Three miles. Three little miles. Easy. I was on the home straight. The path to the finish was an uninterrupted straight. With each footstep I willed the end line into view. At this point, the tiniest change to distract from the pain really boosts morale – hence why I’ve never been so pleased to hear Katy Perry singing about kissing girls as speakers blared out her usually irritating tune.
After the tunes, the cheering crowds resumed and sodden spectators starting hollering ‘Go on Emily,’ ‘you can do it,’. A rush of energy followed.
I imagined hugs, cocktails, dry clothes and a long sleep – in that exact order and burned onwards. Each mile felt like 10, but I urged my legs to carry on and not give in to the ever tempting urge to walk. I talked to my thighs, my calfs and my tiny feet as though they were separated from my body. I vowed never again to stand in the mirror and curse them for being too big, too pitted or too pasty. These legs, these strong, fantastic legs that were carrying me ever closer to succeeding in the biggest physical challenge I’ve ever set myself. I reminded myself of how lucky I was to have a body this capable and raced on.
Through the sea mist the finish came into view. I’d been running for over 4 hours, far longer than ever before, and now it was nearly over. Victory was about to me mine. I accelerated the last 100 metres, determined to finish strong and stamped down on the timing strip with my Nike’s. Time seemed to suddenly speed up, and normal life whirled around me as I became blissfully lost in my own elation. I saw myself throw arms into the air, catch my face in hands with utter disbelief then revel in that few precious moments that no one can ever take away – the feeling of succeeding at something so physically challenging that there was a time it seemed impossible and out of reach – a high beyond any other.
As a foil blanket, Tiffany medal, pineapple juice and a bottle of quenching water were thrust into my tired, elated and thirsty hands I looked down and gave myself a deserved look of respect. I had never felt more myself than in those golden seconds of glee. You go body.

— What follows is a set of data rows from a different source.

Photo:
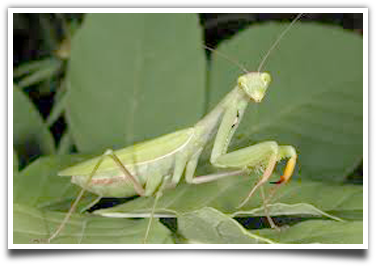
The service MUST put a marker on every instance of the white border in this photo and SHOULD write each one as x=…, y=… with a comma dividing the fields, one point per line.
x=189, y=10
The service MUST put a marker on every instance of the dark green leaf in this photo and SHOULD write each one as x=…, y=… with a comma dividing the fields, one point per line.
x=133, y=77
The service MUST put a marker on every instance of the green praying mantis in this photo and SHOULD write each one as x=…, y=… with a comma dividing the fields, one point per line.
x=147, y=169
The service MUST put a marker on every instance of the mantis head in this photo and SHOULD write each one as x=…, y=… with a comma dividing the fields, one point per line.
x=255, y=84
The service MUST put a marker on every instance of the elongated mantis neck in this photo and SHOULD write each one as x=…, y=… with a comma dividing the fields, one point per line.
x=210, y=122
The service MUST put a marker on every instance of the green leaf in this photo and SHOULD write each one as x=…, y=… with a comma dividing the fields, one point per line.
x=209, y=226
x=134, y=77
x=46, y=69
x=225, y=195
x=31, y=136
x=314, y=101
x=319, y=232
x=31, y=225
x=39, y=186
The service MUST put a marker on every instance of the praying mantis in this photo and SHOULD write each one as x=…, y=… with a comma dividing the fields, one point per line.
x=147, y=169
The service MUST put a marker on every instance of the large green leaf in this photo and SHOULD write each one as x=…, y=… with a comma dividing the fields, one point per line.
x=314, y=101
x=319, y=232
x=134, y=76
x=225, y=195
x=209, y=226
x=31, y=225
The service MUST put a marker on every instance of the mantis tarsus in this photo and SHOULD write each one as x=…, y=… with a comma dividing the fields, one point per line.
x=147, y=168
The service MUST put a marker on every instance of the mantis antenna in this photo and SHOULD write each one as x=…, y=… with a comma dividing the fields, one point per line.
x=277, y=42
x=272, y=48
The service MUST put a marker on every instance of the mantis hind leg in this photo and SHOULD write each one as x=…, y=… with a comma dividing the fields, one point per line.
x=138, y=188
x=264, y=155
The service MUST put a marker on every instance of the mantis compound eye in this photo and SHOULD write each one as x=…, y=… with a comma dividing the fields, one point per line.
x=266, y=78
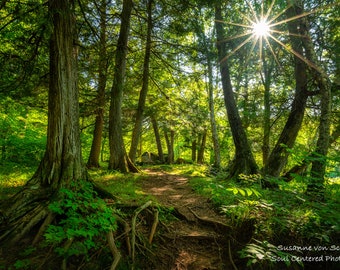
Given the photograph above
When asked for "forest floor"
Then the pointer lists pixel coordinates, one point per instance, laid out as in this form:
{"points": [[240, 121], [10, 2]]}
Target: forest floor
{"points": [[197, 239]]}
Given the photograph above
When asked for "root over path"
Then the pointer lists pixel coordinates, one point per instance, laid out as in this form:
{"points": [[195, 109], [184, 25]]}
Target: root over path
{"points": [[198, 239]]}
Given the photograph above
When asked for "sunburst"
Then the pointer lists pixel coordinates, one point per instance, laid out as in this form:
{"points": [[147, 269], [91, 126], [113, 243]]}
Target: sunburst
{"points": [[261, 29]]}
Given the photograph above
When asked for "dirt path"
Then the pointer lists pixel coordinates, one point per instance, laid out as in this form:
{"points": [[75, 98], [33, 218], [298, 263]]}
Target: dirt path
{"points": [[197, 240]]}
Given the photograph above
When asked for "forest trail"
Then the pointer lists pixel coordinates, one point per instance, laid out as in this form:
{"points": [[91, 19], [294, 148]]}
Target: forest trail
{"points": [[197, 240]]}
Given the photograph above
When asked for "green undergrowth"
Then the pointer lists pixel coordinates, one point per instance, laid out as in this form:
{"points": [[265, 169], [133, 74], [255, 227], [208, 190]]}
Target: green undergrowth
{"points": [[282, 220], [125, 187]]}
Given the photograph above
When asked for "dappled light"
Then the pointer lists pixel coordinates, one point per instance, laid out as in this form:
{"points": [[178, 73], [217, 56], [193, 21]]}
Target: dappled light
{"points": [[169, 135]]}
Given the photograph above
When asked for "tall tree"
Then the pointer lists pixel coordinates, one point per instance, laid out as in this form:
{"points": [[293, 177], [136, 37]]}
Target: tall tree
{"points": [[62, 162], [93, 160], [145, 84], [119, 159], [279, 155], [244, 162]]}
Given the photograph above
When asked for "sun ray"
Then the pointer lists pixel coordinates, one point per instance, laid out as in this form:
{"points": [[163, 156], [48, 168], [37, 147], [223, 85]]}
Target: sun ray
{"points": [[272, 51], [269, 10], [237, 36], [306, 61], [261, 28], [237, 48]]}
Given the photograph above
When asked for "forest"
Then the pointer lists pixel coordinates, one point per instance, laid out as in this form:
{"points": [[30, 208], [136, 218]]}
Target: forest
{"points": [[169, 134]]}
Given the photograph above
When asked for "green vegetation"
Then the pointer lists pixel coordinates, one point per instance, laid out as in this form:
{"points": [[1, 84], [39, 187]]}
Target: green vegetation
{"points": [[91, 91], [282, 217]]}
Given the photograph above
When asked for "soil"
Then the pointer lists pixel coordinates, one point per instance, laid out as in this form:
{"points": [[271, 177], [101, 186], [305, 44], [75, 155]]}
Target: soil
{"points": [[199, 238]]}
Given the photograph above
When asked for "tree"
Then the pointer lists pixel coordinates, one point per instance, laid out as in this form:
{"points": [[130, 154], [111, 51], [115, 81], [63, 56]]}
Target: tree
{"points": [[62, 162], [244, 162], [93, 160], [279, 155], [145, 83], [118, 156]]}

I run to be.
- Our UK team met at a 24 hour diner where we wolfed down the breakfast of champions – porridge, dried fruit and honey, a bran muffin and natural yoghurt with fresh strawberries topped off with coffee to flush it all through and a litre of water.
- During the race I ate two bags of Jelly Belly Sports Beans to sustain energy levels and keep sugars and carb levels up.

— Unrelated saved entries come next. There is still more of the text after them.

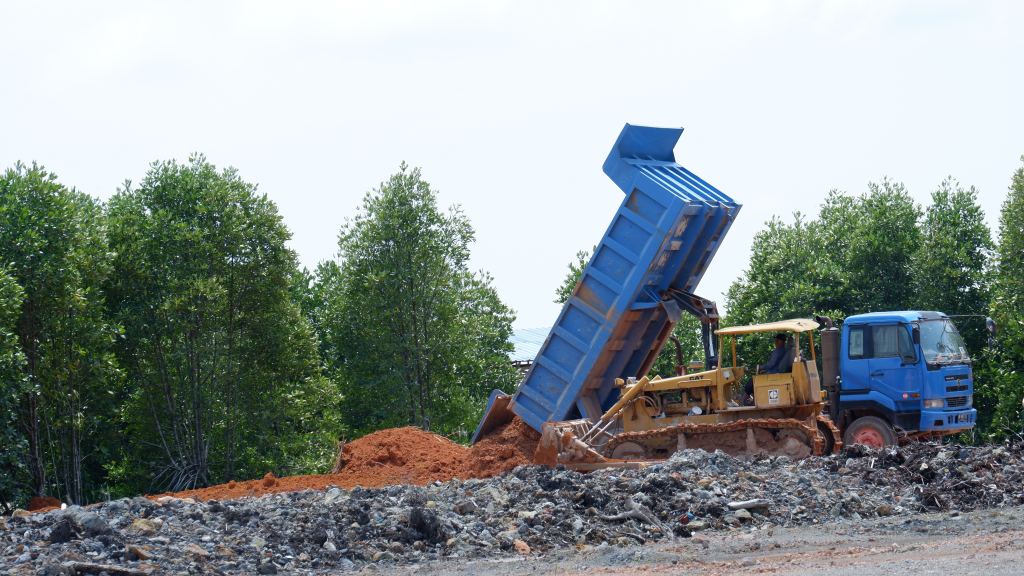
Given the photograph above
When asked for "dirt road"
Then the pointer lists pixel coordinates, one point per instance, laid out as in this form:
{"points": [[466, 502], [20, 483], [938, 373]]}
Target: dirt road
{"points": [[988, 542]]}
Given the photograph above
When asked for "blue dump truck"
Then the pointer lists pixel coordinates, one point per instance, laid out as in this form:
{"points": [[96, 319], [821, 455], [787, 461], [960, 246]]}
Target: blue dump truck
{"points": [[897, 374], [883, 376]]}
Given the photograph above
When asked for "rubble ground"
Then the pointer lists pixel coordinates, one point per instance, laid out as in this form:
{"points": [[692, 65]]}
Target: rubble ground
{"points": [[530, 511], [407, 455]]}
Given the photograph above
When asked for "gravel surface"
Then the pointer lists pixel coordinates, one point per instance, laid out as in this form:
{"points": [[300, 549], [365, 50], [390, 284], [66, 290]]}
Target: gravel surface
{"points": [[532, 511]]}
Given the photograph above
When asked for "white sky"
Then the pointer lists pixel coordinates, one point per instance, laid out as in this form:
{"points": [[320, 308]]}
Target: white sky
{"points": [[511, 107]]}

- Coconut Water pre race for hydration and electrolytes
- Water, at the water stations dotted along the course
- Radioactive looking Gatorade
- Post race – a bottle of water and a fresh pineapple juice, followed by two hot chocolates with a giant heap of sugar. Oh and a couple of hours later copious amounts of Champagne.
- A few blisters and a slightly bruised toenail were the only sign that my feet had clocked up 26.2 miles
- After a cold bath to speed up muscle repair my quads were still exceedingly tight. Lactic acid and general overuse meant walking down stairs, sitting down caused considerable pain
- Unexpectedly it was my sports bra that inflicted the worst injury. Along the lining under my arms, skin had been rubbed raw leaving painful scabs that I’m still waiting to heel. All in all, a small price to pay.